Project description:Recently, living cells with tumor-homing properties have provided an exciting opportunity to achieve optimal delivery of nanotherapeutic agents. However, premature payload leakage may impair the host cells, often leading to inadequate in vivo investigations or therapeutic efficacy. Therefore, a nanoplatform that provides a high drug-loading capacity and the precise control of drug release is required. In the present study, a robust one-step synthesis of a doxorubicin (DOX)-loaded gold nanorod/albumin core-shell nanoplatform (NR@DOX:SA) was designed for effective macrophage-mediated delivery to demonstrate how nanoparticle-loaded macrophages improve photothermal/chemodrug distribution and retention ability to achieve enhanced antitumor effects. The serum albumin shell of these nanoagents served as a drug reservoir to delay the intracellular DOX release and drug-related toxicity that impairs the host cell carriers.
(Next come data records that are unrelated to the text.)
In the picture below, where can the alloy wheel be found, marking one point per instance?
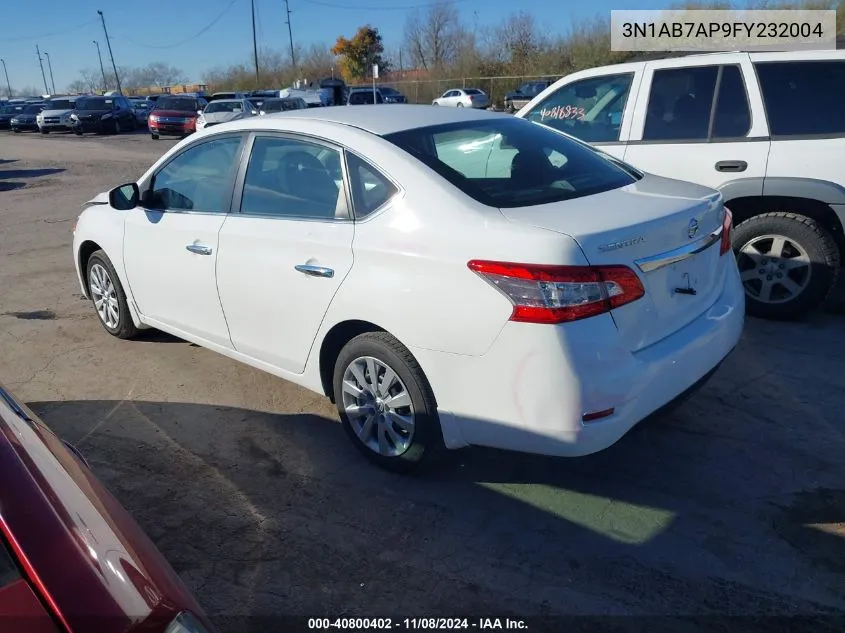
(104, 295)
(774, 268)
(378, 406)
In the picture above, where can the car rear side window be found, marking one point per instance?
(803, 98)
(8, 570)
(506, 162)
(370, 188)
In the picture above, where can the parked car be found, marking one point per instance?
(141, 109)
(175, 116)
(391, 95)
(224, 110)
(364, 96)
(56, 115)
(26, 120)
(102, 115)
(778, 172)
(281, 105)
(556, 293)
(8, 112)
(71, 558)
(463, 98)
(515, 99)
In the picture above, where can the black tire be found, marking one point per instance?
(125, 328)
(427, 440)
(821, 250)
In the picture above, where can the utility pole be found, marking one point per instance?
(50, 66)
(102, 70)
(290, 35)
(43, 76)
(108, 43)
(6, 72)
(255, 47)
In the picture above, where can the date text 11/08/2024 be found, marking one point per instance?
(416, 624)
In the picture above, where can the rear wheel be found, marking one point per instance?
(788, 264)
(386, 404)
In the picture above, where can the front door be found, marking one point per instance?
(285, 249)
(678, 133)
(171, 241)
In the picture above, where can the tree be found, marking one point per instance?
(433, 39)
(360, 53)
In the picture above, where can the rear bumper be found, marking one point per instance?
(530, 391)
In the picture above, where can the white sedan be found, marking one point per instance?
(447, 277)
(463, 98)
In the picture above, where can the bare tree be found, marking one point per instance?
(433, 38)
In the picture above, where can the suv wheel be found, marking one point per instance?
(788, 264)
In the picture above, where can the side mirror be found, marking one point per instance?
(124, 197)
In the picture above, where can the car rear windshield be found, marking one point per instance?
(180, 104)
(224, 106)
(511, 162)
(95, 104)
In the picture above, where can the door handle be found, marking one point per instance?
(199, 249)
(314, 271)
(731, 165)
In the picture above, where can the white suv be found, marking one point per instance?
(766, 129)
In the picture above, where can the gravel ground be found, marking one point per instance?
(733, 505)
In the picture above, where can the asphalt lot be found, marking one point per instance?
(734, 504)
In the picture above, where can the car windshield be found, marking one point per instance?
(224, 106)
(279, 105)
(511, 162)
(180, 104)
(95, 104)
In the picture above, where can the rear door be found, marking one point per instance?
(596, 107)
(701, 122)
(285, 249)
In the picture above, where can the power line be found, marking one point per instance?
(51, 34)
(332, 5)
(186, 40)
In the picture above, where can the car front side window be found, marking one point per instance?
(198, 179)
(293, 178)
(589, 109)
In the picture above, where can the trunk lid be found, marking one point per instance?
(664, 230)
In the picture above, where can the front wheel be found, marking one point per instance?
(788, 264)
(109, 299)
(386, 404)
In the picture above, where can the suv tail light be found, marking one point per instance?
(727, 226)
(559, 294)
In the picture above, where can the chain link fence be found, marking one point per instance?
(425, 90)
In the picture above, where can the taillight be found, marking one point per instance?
(727, 225)
(558, 294)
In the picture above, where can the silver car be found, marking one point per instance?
(463, 98)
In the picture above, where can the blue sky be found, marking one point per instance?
(155, 30)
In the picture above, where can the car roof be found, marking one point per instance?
(384, 119)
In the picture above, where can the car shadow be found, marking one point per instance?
(268, 514)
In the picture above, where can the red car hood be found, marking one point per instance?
(175, 113)
(80, 548)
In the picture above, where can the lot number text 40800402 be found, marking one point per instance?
(415, 624)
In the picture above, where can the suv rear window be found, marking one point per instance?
(803, 97)
(512, 163)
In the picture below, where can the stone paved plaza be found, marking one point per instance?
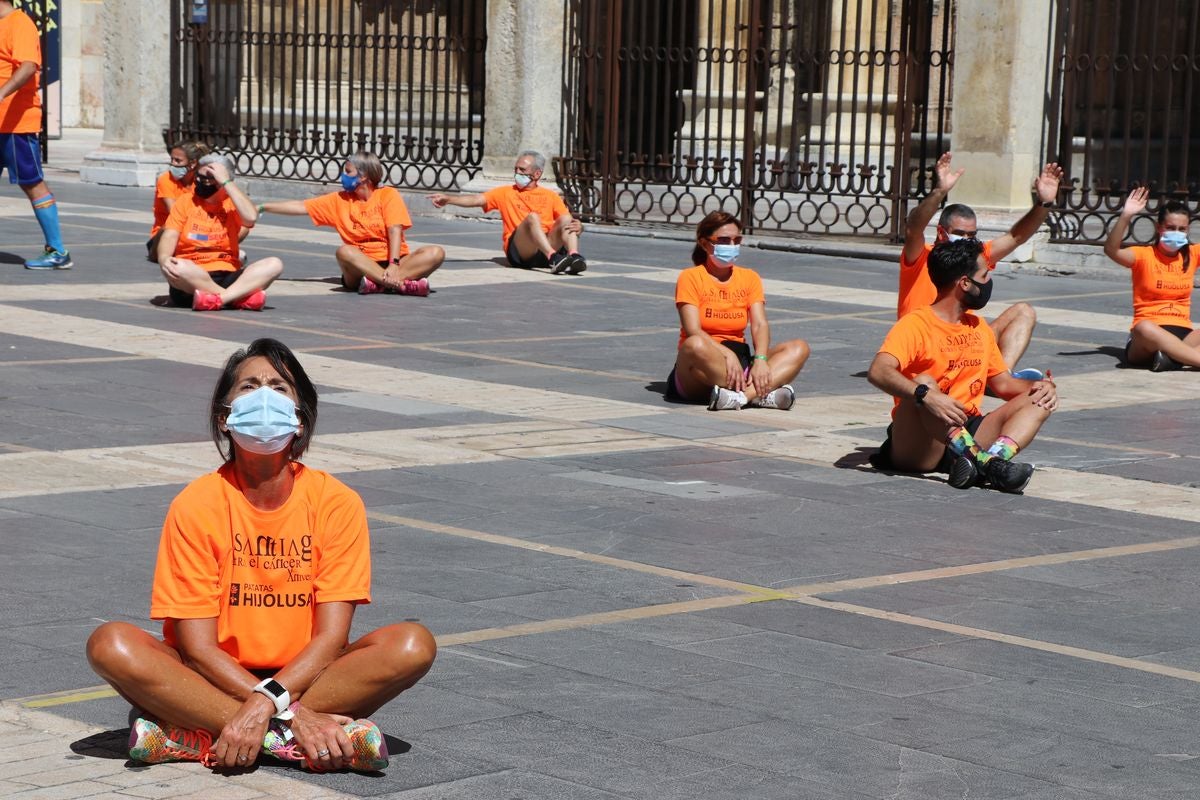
(633, 599)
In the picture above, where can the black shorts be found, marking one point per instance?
(1180, 334)
(882, 458)
(535, 260)
(225, 280)
(745, 358)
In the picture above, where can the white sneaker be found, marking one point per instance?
(725, 400)
(780, 398)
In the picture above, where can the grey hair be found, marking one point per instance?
(369, 166)
(539, 161)
(220, 158)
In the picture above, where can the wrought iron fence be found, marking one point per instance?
(1122, 109)
(797, 115)
(291, 88)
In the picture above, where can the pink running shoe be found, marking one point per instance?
(366, 286)
(253, 301)
(420, 287)
(153, 744)
(370, 747)
(207, 301)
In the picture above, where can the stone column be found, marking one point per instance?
(137, 40)
(523, 102)
(999, 90)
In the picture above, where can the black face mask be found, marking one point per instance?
(204, 191)
(978, 300)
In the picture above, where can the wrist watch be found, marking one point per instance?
(274, 691)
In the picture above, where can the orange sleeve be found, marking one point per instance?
(186, 579)
(687, 289)
(395, 212)
(324, 210)
(343, 570)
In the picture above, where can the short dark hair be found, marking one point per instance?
(955, 210)
(289, 368)
(951, 260)
(705, 229)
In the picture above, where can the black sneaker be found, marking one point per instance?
(1009, 476)
(963, 473)
(1164, 362)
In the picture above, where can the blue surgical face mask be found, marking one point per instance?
(263, 422)
(1173, 241)
(726, 253)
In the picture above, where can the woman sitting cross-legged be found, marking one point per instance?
(715, 300)
(261, 566)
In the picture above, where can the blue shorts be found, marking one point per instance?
(21, 154)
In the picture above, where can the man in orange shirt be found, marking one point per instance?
(1014, 326)
(539, 229)
(936, 362)
(21, 122)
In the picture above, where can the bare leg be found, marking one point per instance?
(1150, 338)
(700, 365)
(419, 264)
(257, 276)
(531, 239)
(785, 361)
(1014, 329)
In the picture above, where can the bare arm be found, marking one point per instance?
(21, 76)
(1045, 190)
(461, 200)
(919, 217)
(1134, 205)
(289, 208)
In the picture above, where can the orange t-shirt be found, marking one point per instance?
(960, 356)
(724, 306)
(165, 188)
(19, 41)
(205, 236)
(916, 288)
(363, 223)
(515, 205)
(261, 573)
(1162, 290)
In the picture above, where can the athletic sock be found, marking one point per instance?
(47, 212)
(961, 443)
(1003, 447)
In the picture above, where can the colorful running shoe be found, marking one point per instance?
(366, 286)
(780, 398)
(370, 747)
(207, 301)
(51, 259)
(153, 744)
(253, 301)
(419, 288)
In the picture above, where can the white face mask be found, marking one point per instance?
(263, 422)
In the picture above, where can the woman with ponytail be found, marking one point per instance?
(717, 300)
(1162, 336)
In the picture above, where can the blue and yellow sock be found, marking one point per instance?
(961, 443)
(1003, 447)
(47, 212)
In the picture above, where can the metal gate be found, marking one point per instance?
(291, 88)
(1123, 109)
(797, 115)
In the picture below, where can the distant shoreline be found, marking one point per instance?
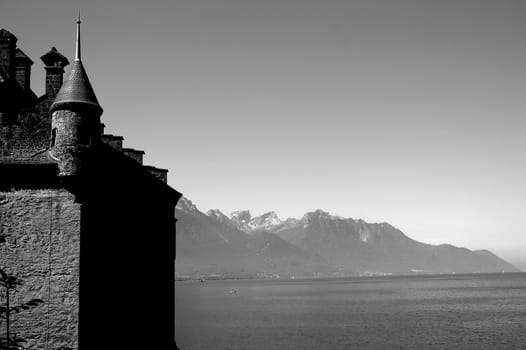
(355, 277)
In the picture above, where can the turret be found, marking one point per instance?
(54, 65)
(75, 118)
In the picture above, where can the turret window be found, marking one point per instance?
(53, 136)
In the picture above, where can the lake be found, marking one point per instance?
(480, 311)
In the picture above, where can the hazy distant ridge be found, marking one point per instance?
(316, 244)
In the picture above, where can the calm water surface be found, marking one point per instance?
(433, 312)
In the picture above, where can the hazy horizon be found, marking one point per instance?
(410, 112)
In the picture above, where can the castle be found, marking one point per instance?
(87, 227)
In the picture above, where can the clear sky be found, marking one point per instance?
(406, 111)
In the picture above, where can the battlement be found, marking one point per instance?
(116, 142)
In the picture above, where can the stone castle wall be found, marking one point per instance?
(43, 249)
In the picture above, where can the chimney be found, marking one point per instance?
(134, 154)
(7, 52)
(54, 66)
(23, 69)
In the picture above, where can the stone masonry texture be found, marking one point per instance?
(42, 248)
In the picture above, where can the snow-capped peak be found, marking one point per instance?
(265, 221)
(185, 204)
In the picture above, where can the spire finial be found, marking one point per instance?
(77, 51)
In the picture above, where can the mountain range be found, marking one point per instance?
(318, 244)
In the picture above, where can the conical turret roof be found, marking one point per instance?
(76, 89)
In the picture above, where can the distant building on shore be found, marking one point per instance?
(86, 226)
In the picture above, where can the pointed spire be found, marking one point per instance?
(76, 89)
(77, 50)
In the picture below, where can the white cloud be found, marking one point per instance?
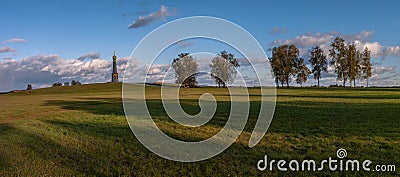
(146, 20)
(6, 49)
(93, 55)
(43, 70)
(13, 40)
(278, 30)
(382, 76)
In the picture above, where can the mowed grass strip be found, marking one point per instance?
(82, 130)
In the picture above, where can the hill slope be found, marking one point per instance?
(82, 130)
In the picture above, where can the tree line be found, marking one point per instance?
(223, 69)
(349, 63)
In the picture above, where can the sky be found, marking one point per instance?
(47, 41)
Near-infrared laser irradiation enabled on-demand payload release to destroy neighboring tumor cells. A series of in vivo quantitative analyses demonstrated that the nanoengineered macrophages delivered the nanodrugs through tumor-tropic migration to tumor tissues, resulting in the twice homogenous and efficient photothermal activations of drug release to treat prostate cancer. By contrast, localized pristine NR@DOX:SAs exhibit limited photothermal drug delivery that further reduces their retention ability and therapeutic efficacy after second combinational treatment, leading to a failure of cancer therapy. Moreover, the resultant unhealable wounds impair quality of life. Free DOX has rapid clearance and therefore exhibits limited antitumor effects. Our findings suggest that in comparison with pristine nanoparticles or free DOX, the nanoengineered macrophages effectively demonstrate the importance and effect of homogeneous drug distribution and retention ability in cancer therapy.